MODIFICATION OF RADIATION-INDUCED DAMAGE BY HYPERTHERMIA - ROLE OF REPAIR PROCESSES

The role of repair inhibition in hyperthermic sensitization has been investigated by carrying out interaction studies (non-lethal heat plus radiation) using three radiosensitive mutant strains rad 9-4, rad 5 1, rad 52 of diploid yeast. The radiosensitization observed in these mutants is compared with that obtained in a wild type strain X2180. Stationary phase cells were heat treated at 51-degrees-C for 30 min and log-phase cells at 49-degrees-C for 5 min such that the heat treatment per se was non-lethal. Thermal enhancement ratios (TER) were calculated as the ratio of D0 values as well as D10 values, for radiation alone and for combination of heat and radiation. In stationary phase cells TER values ranged from 1 . 25 to 2 in different strains. There was no significant difference in the degree of sensitization in wild type and mutant strains.
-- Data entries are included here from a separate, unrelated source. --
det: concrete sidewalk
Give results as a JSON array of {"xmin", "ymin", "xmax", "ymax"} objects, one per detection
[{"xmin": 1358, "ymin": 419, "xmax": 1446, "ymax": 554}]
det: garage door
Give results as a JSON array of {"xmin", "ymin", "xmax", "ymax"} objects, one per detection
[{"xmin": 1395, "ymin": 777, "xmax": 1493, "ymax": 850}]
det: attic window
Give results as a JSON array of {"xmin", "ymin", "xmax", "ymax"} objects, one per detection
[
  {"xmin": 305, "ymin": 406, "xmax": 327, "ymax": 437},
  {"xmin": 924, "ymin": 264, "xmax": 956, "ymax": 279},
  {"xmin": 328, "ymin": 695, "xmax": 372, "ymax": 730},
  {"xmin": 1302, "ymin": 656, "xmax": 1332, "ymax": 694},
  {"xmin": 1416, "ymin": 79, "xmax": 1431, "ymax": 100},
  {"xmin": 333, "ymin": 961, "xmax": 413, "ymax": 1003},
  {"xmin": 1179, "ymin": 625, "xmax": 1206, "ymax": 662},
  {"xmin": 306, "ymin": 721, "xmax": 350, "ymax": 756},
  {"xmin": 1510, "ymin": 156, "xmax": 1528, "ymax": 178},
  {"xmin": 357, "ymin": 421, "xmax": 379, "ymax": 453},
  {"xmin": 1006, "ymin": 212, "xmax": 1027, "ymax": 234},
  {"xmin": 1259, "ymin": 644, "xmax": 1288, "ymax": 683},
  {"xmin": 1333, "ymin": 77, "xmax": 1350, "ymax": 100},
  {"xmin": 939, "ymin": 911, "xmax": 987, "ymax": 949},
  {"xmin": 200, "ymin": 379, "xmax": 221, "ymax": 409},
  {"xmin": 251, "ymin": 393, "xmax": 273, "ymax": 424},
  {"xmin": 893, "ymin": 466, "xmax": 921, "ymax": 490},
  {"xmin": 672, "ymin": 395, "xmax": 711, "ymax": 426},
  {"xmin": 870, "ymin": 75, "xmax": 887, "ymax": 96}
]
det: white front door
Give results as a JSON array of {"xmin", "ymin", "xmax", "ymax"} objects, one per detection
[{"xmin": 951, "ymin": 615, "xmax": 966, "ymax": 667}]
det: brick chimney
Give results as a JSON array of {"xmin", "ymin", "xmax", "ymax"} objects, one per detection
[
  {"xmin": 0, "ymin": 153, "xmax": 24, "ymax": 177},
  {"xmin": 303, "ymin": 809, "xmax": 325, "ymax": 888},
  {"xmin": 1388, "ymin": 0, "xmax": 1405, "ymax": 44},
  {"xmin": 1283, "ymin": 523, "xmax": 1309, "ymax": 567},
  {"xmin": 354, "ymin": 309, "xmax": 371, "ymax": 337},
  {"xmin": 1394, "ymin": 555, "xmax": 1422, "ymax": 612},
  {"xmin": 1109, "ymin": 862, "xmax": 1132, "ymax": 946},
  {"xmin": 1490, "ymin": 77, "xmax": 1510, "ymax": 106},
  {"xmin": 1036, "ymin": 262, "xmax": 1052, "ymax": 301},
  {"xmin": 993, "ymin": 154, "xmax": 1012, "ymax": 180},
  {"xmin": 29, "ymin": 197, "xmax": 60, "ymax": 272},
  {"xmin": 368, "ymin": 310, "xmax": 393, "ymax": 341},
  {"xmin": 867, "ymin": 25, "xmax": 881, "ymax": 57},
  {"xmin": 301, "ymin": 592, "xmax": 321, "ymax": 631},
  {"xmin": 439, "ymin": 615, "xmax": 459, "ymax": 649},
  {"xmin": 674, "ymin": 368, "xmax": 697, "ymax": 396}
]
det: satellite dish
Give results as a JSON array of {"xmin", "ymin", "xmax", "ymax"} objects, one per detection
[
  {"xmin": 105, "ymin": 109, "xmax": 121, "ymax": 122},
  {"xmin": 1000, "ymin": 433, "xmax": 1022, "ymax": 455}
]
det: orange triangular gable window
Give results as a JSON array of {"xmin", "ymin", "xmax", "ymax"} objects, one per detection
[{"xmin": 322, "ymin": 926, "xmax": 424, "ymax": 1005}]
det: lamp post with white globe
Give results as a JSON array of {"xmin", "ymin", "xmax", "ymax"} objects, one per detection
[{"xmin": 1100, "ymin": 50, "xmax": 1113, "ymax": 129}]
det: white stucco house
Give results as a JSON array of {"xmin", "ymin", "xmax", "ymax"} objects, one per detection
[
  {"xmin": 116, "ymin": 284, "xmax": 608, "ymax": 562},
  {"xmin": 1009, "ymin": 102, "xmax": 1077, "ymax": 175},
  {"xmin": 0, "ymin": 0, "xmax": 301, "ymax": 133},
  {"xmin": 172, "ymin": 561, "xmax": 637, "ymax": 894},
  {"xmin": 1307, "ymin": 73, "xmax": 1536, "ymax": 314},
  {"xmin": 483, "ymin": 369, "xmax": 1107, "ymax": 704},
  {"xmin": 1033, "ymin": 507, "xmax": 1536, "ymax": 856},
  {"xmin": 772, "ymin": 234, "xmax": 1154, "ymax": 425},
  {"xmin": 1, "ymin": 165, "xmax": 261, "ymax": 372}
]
However in log-phase cells TER calculated as the ratio of D10 values was 1 . 84 for wild type strain; whereas the same was 1 . 2, 1 . 18 and 1 . 50 for rad 9-4, rad 51 and rad 52 strains. TER value obtained from ratio of D0 values was also significantly higher for wild type cells in log-phase cultures. These results suggest that the radiosensitization by heat occurs prominently in radioresistant log-phase cells and reflects as a reduction in the shoulder width of survival response curves. Prompt sensitization as seen by the increase in slope of survival curve also contributes to the TER. Inhibition of recovery from sublethal damage by heat appears to be an important mechanism of radiosensitization in log-phase cells. However, in stationary phase cells, mechanism(s) other than repair inhibition seems likely for the heat sensitization.